- admin
- 01 January 2026
- Feature
Year End Message from Samdhana
Quiet moment
As we try to find a quiet moment during this holiday season, we hold the year in enormous gratitude for bringing us to this point. Our major undertakings allowed Samdhana and Partners to support transformative solutions on the ground - from basic water systems to recovering local cultures, to testing small granting by strategic partners like the Asia Indigenous Peoples Pact (AIPP) and to reducing methane from subak farms in Bali. We are at the end of 2025, and yet, we remain vigilant for any urgent action requests from disaster-affected partners in Sumatra and other areas. This is the evidence of the harsh realities of climate change. In the same breath, we set out for the coming 2026, mindful of lessons learned, strategic in our support to local partners and hopeful in the transitions and opportunities ahead.
Weaving Futures
We began 2025 with Weaving Futures: Wisdom, Practice and Sustainability, a gathering of weavers from six Southeast Asia countries, held in Luang Prabang; while we ended the year with a Regional Youth Exchange around the theme: Advancing Youth Participation in Environmental Conservation in Vientiane. Both were co-organised with Huam Jai Assasamak in Lao PDR, a long-time collaborator. We convened six regional events this year and we extend our warm appreciation to all our co-convenors, and everyone who contributed in many different ways to pull the events through together in solidarity.
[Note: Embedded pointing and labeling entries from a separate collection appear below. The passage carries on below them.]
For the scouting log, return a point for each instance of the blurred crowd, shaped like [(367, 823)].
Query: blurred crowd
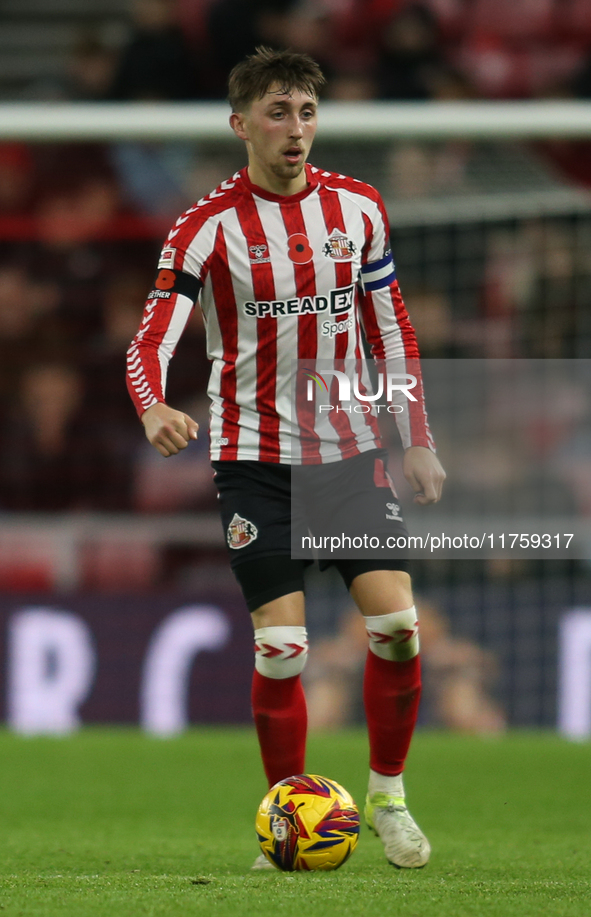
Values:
[(369, 49)]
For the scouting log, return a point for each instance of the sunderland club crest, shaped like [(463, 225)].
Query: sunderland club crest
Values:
[(241, 532), (339, 247)]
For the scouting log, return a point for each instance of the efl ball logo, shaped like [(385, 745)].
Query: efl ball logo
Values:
[(307, 822)]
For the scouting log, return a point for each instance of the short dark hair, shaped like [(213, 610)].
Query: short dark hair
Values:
[(252, 77)]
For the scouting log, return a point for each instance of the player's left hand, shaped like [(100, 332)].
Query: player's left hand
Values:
[(424, 473)]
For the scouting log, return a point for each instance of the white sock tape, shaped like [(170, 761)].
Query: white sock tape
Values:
[(394, 636), (280, 652)]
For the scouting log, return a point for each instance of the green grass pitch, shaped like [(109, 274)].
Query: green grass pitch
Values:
[(112, 823)]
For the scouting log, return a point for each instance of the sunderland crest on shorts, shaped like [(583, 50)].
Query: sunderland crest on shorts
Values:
[(241, 532), (339, 247)]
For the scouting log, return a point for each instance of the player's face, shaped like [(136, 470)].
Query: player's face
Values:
[(278, 130)]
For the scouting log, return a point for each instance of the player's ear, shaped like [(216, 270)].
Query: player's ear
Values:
[(238, 126)]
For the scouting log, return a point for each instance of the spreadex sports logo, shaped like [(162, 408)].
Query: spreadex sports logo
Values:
[(337, 302)]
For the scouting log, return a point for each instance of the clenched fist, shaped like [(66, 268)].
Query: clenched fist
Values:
[(168, 430)]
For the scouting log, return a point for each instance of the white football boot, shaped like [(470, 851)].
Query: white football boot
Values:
[(405, 845), (262, 862)]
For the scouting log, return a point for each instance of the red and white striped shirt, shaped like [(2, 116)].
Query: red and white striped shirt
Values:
[(279, 280)]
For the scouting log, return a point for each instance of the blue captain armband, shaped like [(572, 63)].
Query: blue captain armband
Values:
[(378, 274)]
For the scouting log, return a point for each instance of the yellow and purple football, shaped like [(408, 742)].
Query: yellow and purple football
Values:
[(307, 822)]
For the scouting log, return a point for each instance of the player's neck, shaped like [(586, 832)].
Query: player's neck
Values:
[(268, 181)]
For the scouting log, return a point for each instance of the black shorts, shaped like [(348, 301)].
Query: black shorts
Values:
[(260, 516)]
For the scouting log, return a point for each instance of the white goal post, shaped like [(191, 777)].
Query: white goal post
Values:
[(354, 121)]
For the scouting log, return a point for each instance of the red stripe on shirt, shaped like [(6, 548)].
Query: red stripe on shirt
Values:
[(333, 219), (221, 281), (307, 325), (266, 355)]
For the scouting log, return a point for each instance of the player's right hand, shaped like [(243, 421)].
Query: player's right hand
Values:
[(168, 430)]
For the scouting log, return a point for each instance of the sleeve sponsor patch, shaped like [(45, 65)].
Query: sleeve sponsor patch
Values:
[(378, 274), (168, 282), (167, 256)]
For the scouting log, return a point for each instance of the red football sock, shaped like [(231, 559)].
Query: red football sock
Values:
[(281, 719), (391, 692)]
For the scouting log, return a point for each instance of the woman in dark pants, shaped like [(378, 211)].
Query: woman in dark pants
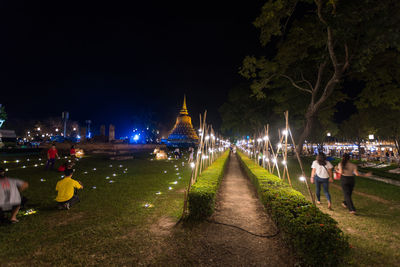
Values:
[(347, 171)]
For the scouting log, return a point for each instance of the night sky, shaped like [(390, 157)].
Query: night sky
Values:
[(107, 61)]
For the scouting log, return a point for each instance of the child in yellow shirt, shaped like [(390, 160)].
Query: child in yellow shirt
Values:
[(67, 191)]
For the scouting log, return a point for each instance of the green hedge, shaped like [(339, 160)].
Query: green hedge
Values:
[(313, 235), (203, 193)]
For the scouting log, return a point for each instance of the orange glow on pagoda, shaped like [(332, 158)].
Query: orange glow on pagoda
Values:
[(183, 133)]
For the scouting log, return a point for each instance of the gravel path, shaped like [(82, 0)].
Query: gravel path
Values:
[(210, 244)]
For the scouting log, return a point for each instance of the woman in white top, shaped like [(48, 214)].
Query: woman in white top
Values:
[(321, 174)]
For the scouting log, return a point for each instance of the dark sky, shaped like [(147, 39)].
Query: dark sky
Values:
[(107, 60)]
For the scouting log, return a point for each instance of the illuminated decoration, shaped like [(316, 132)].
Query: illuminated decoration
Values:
[(183, 134), (79, 153)]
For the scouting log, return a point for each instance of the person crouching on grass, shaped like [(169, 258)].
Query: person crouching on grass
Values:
[(66, 189), (322, 174), (10, 198)]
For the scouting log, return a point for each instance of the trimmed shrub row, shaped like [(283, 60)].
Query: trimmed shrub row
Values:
[(313, 235), (203, 193)]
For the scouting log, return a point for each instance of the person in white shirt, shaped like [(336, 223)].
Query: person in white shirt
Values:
[(322, 174)]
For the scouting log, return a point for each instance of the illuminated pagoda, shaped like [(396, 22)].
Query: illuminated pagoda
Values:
[(183, 133)]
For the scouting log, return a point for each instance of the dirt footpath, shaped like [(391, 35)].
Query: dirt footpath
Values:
[(210, 244)]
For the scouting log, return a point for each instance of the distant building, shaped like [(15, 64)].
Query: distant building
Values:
[(183, 134)]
We hope these exchanges brought snippets of knowledge, formed connections, deepened our understanding and analysis, and brought forward the social-environmental movement in the region -reflecting on Samdhana being a truly regional institution.
Southern Voices
This year, we helped amplify the message that Southern voices are essential in solving climate change and biodiversity loss. Southern funds, particularly led by Indigenous Peoples or local activists, work in solidarity and are able to navigate the social, environmental and political contexts better, allowing them to reach communities and local people when and where they need the support most. We joined events in the 19th International Conference on Community Based Adaptation to Climate Change (CBA19), the Climate Weeks in New York and Bangkok in September, and the International Civil Society Week in November. We joined the IUCN World Conservation Congress in Abu Dhabi and supported the recognition of indigenous territories not only as Indigenous Community Conserved Areas (ICCAs) but as potential areas managed by Other Effective Conservation Means (OECMs) that could enable countries to meet their target of 30 by 30 under the Global Biodiversity Framework under the Kunming Protocol. We co-created events in The Global South House in Belem as part of the Socio-Environmental Alliance of Southern Funds. The results of the study “Funding from the Ground Up” shows the depth, diversity, and strategic relevance of Global South–led funding infrastructures.
Loss and Damage
In the second half of the year, the region reeled from the ravages of typhoons, rainfall of unnatural intensity resulting to severe floods. Community capacities to adapt and cope are being tested severely as each disaster hits. The urgency to operationalize Loss and Damage—both economic and non-economic—has never been clearer, even as those who emit the most greenhouse gases refuse to put a cap on their use of fossil fuel as evidenced by the results of the 30th Conference of Parties of the UN Framework Convention on Climate Change. Despite the gains of COP30, a just transition that puts the needs of those most marginalized and affected by climate change impacts, and does not create another environmental disaster is yet to be seen and put into action. In Belem, we joined the resounding calls for funders to directly fund Indigenous peoples, local communities, and organizations, and increase the resources to scale up their community resilience efforts leading for just transition, adaptation, mitigation, and responding to loss and damage.
Committed to Co-creation
2026 will be a year of changes and consolidation, and we remain committed to co-creating with partners on the solutions from the ground and working in solidarity for systems change locally and globally. We remind ourselves that this work is not just our own; we provide accompaniment to the efforts and struggles of indigenous and local communities living out their everyday realities and as part of the local to global social environmental movements.